I shimmied my hips, making the scales tinkle and sway. “The costume’s heavy, but it’s only a short swim. As long as there aren’t horrendous beasts lurking in the depths, I’ll be fine.”
Terix nodded, and with a last grin he jogged away, around the side of the lake. Soon after, the sound of pipes and drums carried across the water, though the musicians and the audience were hidden from me behind the layer of morning mist. The thin yellow light of dawn combed its bony fingers across the landscape and touched my scales without a hint of warmth.
I heard Maerlin’s voice, deep and projecting as he set up the illusion they would all take for real; there was enough awe and danger in his tone to hint at what he said. Although I couldn’t make out his words, I knew them already. He was saying how Arthur had had a dream about a great sword, a sword that held the soul of Britannia. This sword had guided a legion of men and women to bring about its making, upon which the gods who guarded Britannia had demanded it be sent to them, and it had been flung into the lake.
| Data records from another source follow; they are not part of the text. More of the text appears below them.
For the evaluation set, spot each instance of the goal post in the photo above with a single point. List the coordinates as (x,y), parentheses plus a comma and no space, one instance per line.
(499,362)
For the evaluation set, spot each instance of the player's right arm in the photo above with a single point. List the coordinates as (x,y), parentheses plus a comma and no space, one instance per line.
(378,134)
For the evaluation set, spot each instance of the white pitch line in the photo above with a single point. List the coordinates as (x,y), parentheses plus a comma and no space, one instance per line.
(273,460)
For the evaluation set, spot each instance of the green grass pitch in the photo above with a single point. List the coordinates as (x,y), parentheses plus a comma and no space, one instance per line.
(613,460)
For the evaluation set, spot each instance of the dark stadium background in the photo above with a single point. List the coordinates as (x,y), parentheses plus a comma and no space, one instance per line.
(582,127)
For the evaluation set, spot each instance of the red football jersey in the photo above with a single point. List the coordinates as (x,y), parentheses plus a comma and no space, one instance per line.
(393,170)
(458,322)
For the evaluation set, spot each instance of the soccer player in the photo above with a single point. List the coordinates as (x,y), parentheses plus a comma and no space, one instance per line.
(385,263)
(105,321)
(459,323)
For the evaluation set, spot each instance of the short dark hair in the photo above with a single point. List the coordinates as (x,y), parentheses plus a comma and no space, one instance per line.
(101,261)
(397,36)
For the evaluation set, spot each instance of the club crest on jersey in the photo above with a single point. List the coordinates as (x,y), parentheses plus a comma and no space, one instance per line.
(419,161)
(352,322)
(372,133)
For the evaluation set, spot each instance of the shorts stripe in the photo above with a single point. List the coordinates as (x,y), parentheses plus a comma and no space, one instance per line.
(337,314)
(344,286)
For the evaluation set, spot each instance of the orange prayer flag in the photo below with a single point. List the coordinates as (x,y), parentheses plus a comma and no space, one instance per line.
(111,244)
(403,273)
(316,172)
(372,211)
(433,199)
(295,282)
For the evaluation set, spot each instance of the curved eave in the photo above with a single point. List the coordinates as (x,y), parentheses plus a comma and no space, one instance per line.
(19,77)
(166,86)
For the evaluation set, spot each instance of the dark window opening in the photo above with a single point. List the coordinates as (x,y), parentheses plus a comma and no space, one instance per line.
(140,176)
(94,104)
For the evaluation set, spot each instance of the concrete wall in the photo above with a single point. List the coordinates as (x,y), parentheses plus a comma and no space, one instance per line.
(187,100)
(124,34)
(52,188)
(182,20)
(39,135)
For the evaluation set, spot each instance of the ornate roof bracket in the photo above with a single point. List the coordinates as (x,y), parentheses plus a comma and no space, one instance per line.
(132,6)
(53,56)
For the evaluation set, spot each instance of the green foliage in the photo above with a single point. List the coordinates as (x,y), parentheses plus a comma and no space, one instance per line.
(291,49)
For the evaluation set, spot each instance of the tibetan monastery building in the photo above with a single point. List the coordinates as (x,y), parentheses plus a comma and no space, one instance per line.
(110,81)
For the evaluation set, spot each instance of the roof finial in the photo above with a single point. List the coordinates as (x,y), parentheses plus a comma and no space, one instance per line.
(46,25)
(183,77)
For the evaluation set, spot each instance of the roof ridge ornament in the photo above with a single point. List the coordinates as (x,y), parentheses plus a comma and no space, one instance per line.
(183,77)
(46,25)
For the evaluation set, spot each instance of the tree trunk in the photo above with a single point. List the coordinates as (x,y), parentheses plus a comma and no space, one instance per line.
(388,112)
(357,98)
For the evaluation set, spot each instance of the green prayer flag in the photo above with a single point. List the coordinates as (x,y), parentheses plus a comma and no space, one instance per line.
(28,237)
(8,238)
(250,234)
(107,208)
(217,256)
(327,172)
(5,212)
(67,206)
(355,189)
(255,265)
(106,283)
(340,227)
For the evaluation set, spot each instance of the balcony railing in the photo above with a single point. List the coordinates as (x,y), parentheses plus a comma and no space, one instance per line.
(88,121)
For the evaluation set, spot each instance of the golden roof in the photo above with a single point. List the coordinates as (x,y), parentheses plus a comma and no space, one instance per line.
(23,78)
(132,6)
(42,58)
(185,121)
Now they had given it their blessing, and had sent Arthur a second dream: to retrieve the sword Skalibur here, upon the shores of the lake.
When Maerlin stopped talking and I heard the singing begin, I stepped into the lake, mud squishing up between my bare toes and the shock of the cold making me curse in three languages.
I was glad of the icy pain: it was a distraction. It was no longer a constant effort to keep my mind from Arthur, with whom I had not spoken privately since his return a month ago, and who didn’t know that he would shortly be in front of me. Though he knew this was a spectacle of Maerlin and Terix’s devising, they hadn’t shared the details with him. We’d thought it better that he be as astonished as the rest of them.
Maerlin had made me practice swimming in the lake, to be sure I wouldn’t balk at the frigid temperature. I’d learned two things from those miserable sessions: a woman’s cunny was just as shy of dipping into freezing water as a man’s balls; and it didn’t take long for the water to feel almost warm against your skin—which was deceptive, because when that happened it meant you hadn’t much time left before you lost all strength and feeling and sank like one of those ancient Briton’s sacrificed blades.
With both lessons in mind I waded as quickly as my gown of scales would allow, ignoring the cries of my skin to go slow. When I reached mid-thigh I quietly plunged under the water. My hair was braided tightly and hidden under the back of the gown, while a hood of scales covered my head and face. Terix thought it would spoil the illusion if anyone recognized me, and when I’d tried on the costume and seen myself in the mirror, I couldn’t fault his thinking. As a shimmering, humanlike creature without a face, I was terrifying. And completely unknowable.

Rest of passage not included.